Explanation

A determiner specifies a noun as known or unknown, and it goes before any modifiers (e.g. adjectives or other nouns).

Some examples of determiners are:

  • articles (the, a or an)
  • demonstratives (e.g. this, those)
  • possessives (e.g. my, your)
  • quantifiers (e.g. some, every).
  • the home team [article, specifies the team as known]
  • a good team [article, specifies the team as unknown]
  • that pupil [demonstrative, known]
  • Julia’s parents [possessive, known]
  • some big boys [quantifier, unknown]

Contrast:

  • *home the team, *big some boys [both incorrect, because the determiner should come before other modifiers]

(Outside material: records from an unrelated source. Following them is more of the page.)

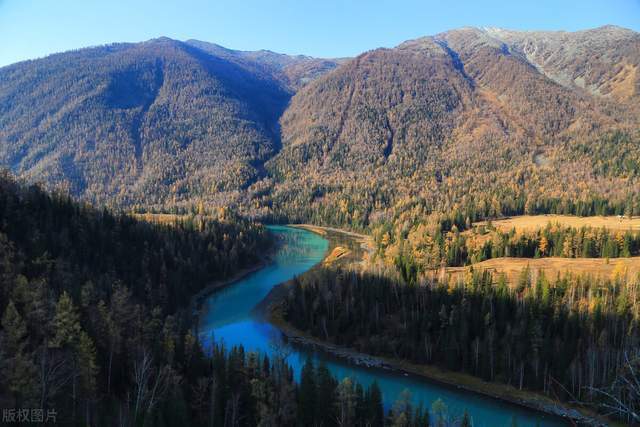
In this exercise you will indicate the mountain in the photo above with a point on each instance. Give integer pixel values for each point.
(482, 117)
(470, 116)
(292, 71)
(151, 122)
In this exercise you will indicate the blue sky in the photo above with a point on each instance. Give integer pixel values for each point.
(326, 28)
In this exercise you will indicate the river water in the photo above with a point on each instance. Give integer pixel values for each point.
(226, 316)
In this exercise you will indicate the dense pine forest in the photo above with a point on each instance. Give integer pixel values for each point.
(94, 325)
(569, 338)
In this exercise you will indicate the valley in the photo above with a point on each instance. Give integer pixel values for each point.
(196, 235)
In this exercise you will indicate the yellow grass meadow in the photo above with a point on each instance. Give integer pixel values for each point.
(551, 267)
(535, 222)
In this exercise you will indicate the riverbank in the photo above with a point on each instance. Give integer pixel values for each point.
(271, 308)
(198, 299)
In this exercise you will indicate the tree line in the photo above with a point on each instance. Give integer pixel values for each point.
(94, 306)
(564, 338)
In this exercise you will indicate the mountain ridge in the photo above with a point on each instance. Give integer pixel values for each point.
(165, 122)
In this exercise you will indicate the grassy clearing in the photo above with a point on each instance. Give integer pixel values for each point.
(551, 267)
(536, 222)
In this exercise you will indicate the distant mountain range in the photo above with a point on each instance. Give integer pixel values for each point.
(443, 118)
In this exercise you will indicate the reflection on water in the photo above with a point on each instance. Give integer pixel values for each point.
(226, 316)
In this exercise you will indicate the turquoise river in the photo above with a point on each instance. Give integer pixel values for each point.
(227, 315)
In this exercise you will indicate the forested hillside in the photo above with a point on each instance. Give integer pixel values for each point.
(157, 122)
(93, 306)
(94, 325)
(485, 121)
(461, 120)
(573, 338)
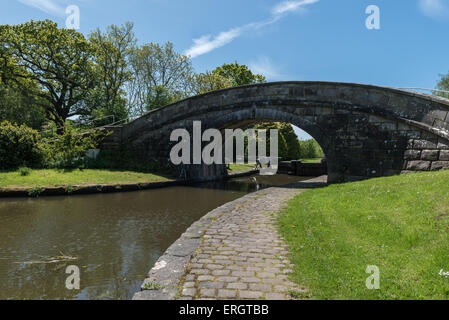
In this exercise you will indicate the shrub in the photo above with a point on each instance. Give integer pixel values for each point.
(24, 171)
(18, 146)
(310, 149)
(68, 150)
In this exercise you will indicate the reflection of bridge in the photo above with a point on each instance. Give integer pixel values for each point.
(365, 131)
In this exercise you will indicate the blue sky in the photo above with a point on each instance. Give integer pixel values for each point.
(284, 40)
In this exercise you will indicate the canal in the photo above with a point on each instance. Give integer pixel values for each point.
(114, 239)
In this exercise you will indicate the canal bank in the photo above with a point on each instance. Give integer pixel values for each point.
(233, 252)
(84, 189)
(114, 238)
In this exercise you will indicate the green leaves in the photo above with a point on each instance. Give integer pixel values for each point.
(59, 61)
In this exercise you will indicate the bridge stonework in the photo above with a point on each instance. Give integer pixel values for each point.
(365, 131)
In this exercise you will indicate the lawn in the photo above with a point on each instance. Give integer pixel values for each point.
(312, 160)
(399, 224)
(47, 178)
(241, 167)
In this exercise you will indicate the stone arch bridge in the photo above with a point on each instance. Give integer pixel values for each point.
(365, 131)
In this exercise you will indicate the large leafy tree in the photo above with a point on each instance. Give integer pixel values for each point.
(112, 49)
(443, 85)
(19, 108)
(226, 76)
(210, 81)
(161, 76)
(239, 74)
(58, 60)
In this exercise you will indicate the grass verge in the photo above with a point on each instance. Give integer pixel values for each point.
(241, 167)
(399, 224)
(50, 177)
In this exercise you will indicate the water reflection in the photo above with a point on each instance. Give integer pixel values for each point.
(116, 238)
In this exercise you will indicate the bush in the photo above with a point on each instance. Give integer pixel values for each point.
(24, 171)
(18, 146)
(68, 151)
(310, 149)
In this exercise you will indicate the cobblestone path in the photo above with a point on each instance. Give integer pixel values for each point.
(241, 255)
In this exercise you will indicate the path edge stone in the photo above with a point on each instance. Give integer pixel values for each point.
(166, 275)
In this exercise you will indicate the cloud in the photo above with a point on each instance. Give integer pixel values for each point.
(435, 8)
(48, 6)
(264, 66)
(288, 6)
(208, 43)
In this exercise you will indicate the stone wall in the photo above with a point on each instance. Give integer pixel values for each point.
(365, 131)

'Determiner' is a word class label. It's a cover term for a range of word classes that are also known by other names, as the National Curriculum entry makes clear. Determiners typically occur before a noun within a noun phrase to indicate the type of reference the noun has, e.g. the, a/an, this, that, many, all. The so-called cardinal numerals, e.g. one, two, three, as in I ate three bowls of spaghetti, are sometimes included in the class of determiners. However, their classification is disputed, because there are also reasons for regarding them as nouns, for example the fact that we can pluralise them, as in They travelled in twos and threes. The ordinal numerals, e.g. first, second, etc. are adjectives. In a few cases determiners occur outside noun phrases, e.g. I don't like chocolate that much.